La situation de l’université française n’est pas satisfaisante. L’échec en premier cycle est un drame individuel et collectif. La situation matérielle des étudiants s’est dégradée ces dernières années. L’insertion professionnelle des étudiants doit être améliorée, les universités n’ont pas les moyens d’entretenir les locaux, ...

Pour la première fois depuis 50 ans, le budget ne prévoit aucune création de postes, alors que les manques sont criants, tant en personnels administratifs et techniques qu’en enseignants-chercheurs, notamment pour favoriser la réussite en licence.

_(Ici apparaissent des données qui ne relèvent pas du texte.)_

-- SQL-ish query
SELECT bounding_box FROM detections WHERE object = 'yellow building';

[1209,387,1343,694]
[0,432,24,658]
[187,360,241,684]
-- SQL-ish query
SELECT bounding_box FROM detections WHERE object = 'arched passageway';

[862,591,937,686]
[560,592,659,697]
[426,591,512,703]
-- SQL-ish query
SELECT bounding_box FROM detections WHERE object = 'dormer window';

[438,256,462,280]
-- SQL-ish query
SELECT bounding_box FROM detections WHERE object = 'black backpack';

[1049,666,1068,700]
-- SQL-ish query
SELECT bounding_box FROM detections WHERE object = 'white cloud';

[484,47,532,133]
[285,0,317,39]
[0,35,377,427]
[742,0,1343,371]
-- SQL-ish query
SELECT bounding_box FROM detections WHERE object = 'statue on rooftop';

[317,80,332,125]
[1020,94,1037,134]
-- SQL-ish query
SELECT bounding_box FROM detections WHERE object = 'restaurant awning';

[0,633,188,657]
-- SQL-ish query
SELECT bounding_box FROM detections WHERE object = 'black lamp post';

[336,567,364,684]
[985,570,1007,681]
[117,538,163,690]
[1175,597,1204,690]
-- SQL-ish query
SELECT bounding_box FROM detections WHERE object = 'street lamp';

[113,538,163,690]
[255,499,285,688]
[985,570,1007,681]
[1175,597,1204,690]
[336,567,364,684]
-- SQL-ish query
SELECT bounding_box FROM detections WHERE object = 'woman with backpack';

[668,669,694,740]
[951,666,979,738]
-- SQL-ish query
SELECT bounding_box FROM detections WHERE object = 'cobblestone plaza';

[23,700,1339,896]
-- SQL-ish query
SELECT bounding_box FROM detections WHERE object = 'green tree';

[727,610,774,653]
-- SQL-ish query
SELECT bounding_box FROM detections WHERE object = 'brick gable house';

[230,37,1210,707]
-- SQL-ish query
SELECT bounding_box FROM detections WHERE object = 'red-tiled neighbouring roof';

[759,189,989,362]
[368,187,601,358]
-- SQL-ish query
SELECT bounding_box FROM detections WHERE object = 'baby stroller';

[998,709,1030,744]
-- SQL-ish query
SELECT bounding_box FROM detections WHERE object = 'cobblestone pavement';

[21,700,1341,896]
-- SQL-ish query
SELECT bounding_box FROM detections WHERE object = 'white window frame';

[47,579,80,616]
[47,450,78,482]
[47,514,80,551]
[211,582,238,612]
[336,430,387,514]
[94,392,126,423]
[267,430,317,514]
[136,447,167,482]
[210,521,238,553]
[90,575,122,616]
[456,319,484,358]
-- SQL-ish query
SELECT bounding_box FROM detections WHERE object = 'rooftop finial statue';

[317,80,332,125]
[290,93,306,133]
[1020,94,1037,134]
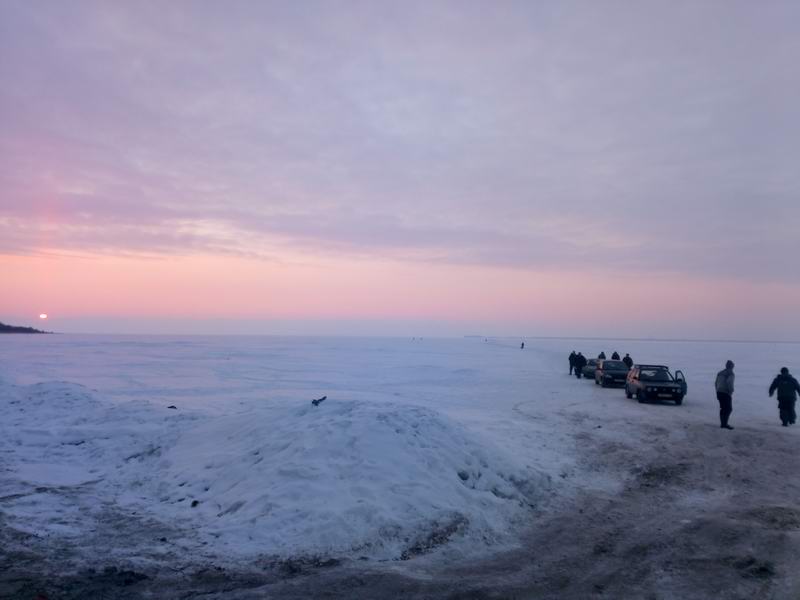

Quant au 1,8 milliard d’augmentation annoncé dans le projet de loi de finance, il ne bénéficie que peu aux étudiants et aux universités : la plus grande partie de ces nouveaux crédits est consacrée à des exonérations d’impôts ou à des opérations immobilières prévues depuis longtemps comme le désamiantage de Jussieu.

Les réponses (loi LRU, projet de loi de finances 2008) qu’a données le gouvernement sont loin de répondre à ces problèmes.

Le Sgen-CFDT rappelle son attachement au principe d’autonomie des universités mais estime que la loi doit être améliorée, notamment sur :
-  la composition du conseil d’administration (plus de représentants Biatoss et de représentants étudiants),
-  l’introduction d’une régulation nationale sur le volume et la part de financement public,
-  la mise en place de contre pouvoir face à un président omnipotent,
-  le maintien du cadre fonction publique pour les emplois.

Les revendications des étudiants concernant leurs conditions d’études et de logement sont légitimes. Le Sgen-CFDT sera cependant très attentif aux formes démocratiques que se donnera le mouvement étudiant.

Paris, le 13 novembre 2007.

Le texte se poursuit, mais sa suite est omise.